I personally would rather *not* have crypto at the IP or TCP layer. Reason being is that in practical terms, updates *must* be delivered through kernel updates. Given the nature of crypto updates, I'd much rather have librariers in userspace be the channel for updates.

I don't think I need a big conspiracy about AH/ESP. They were really awkward approaches, and largely redundant with higher layer strategies.

The issues with DNS/DNSSEC are more reasonably addressed in the DNS layer. There is a lack of will to tackle that problem, but that's the same lack of will that would make implementing at a lower layer impractical as well.

what else?

[bodog]

OK, so what was a viable competitor to IPv.4 or v.anything, actually.....

Re: I manage Internet connections in 148 locations

[JesseMcDonald]

Qwest are apparently doing 6rd so you should be able to get v6 with them too, albeit over a tunnel.

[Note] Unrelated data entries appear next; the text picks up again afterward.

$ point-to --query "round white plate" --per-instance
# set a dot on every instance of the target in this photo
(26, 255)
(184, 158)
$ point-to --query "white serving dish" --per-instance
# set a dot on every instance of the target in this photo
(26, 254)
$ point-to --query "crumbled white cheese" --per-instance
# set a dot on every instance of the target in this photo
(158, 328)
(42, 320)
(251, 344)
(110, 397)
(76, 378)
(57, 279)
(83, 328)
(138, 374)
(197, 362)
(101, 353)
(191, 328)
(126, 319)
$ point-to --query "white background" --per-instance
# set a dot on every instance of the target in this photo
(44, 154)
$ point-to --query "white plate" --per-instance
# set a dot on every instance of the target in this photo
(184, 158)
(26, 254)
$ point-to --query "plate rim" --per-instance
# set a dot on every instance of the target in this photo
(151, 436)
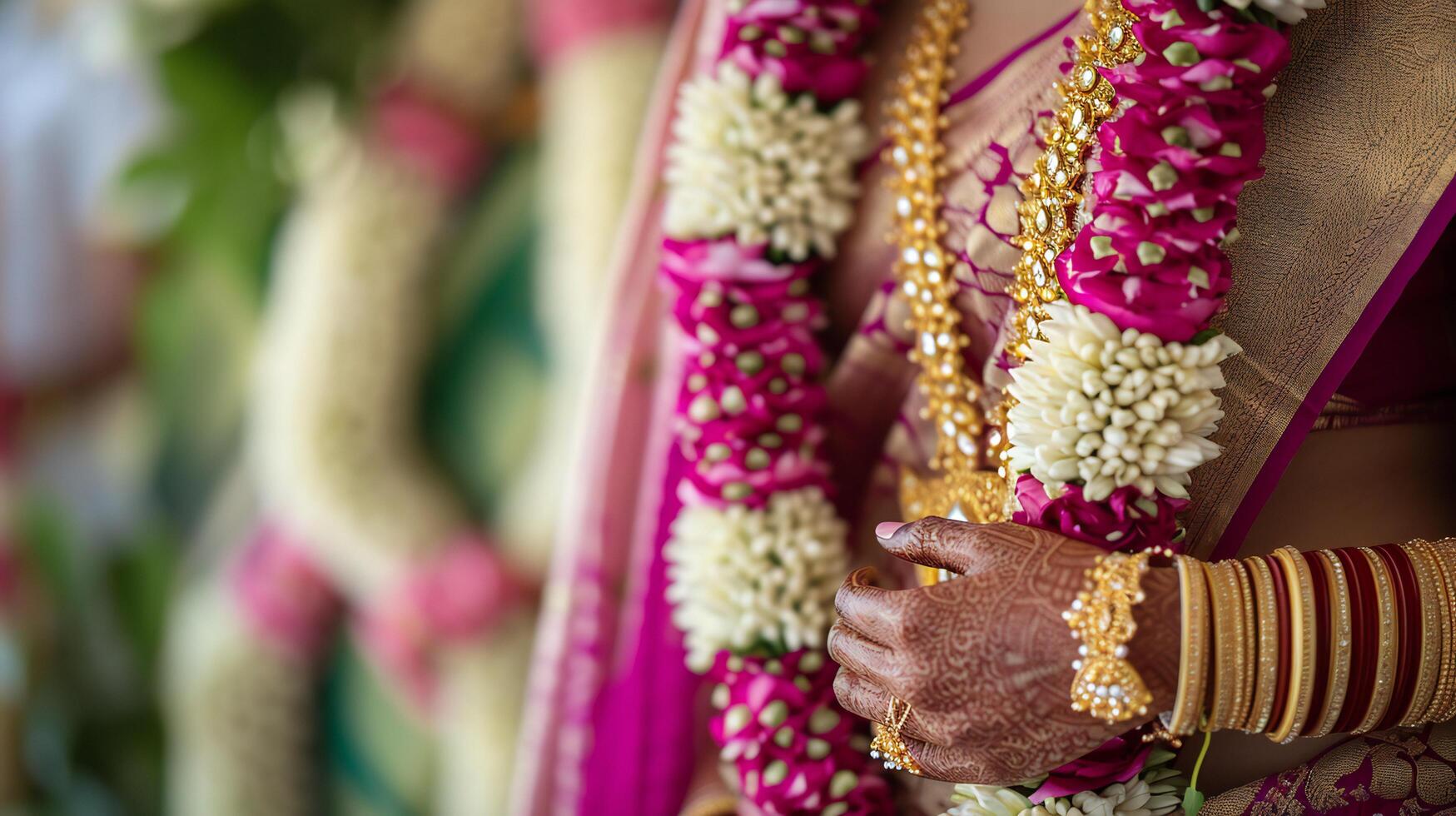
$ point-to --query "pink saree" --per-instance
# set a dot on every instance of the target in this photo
(1357, 190)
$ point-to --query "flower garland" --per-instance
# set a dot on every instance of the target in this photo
(1113, 400)
(760, 181)
(1114, 404)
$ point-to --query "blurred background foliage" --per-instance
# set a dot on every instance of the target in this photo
(102, 538)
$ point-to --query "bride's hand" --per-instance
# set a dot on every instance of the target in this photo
(985, 660)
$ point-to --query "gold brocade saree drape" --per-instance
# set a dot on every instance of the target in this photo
(1362, 149)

I have this set up, and can attest that it works reasonably well. The only real problem is that (presumably unlike native IPv6) you aren't assigned a static IPv6 prefix; it's tied to your dynamic IPv4 address. Consequently, I also have a Hurricane Electric tunnel configured with a static IPv6 prefix for use in DNS. This required some complicated source-based routing rules, though, so it's not for everyone. (You can't route HE packets out over the 6rd tunnel or vice-versa, and normal routing only looks at the destination address. To make it work you have to set up multiple routing tables ("ip route table ...") and select the proper one based on the source address ("ip rule add from ... table ...").

Of course, one could just pay extra $$$ for a static IPv4 address, which would provide a static 6rd prefix...

Re:Crypto? They *removed* that from IPv6...

[Agripa]

It is not like the usual suspects had to kill AH to protect their need for mass-spying, making ESP optional would be enough (and outlaw it where required). But no, they need to actually be able to inject false traffic (which *is* against the !@#$!@#$ law everywhere, even for governments)...

Better to kill AH now to prevent people from thinking they have a right to any unapproved and secure cryptography. Plus there is the whole wanting to inject false traffic issue.

Re:Crypto? They *removed* that from IPv6...

[Agripa]

I don't think I need a big conspiracy about AH/ESP. They were really awkward approaches, and largely redundant with higher layer strategies.

They were made really awkward by the conspiracy to prevent usage.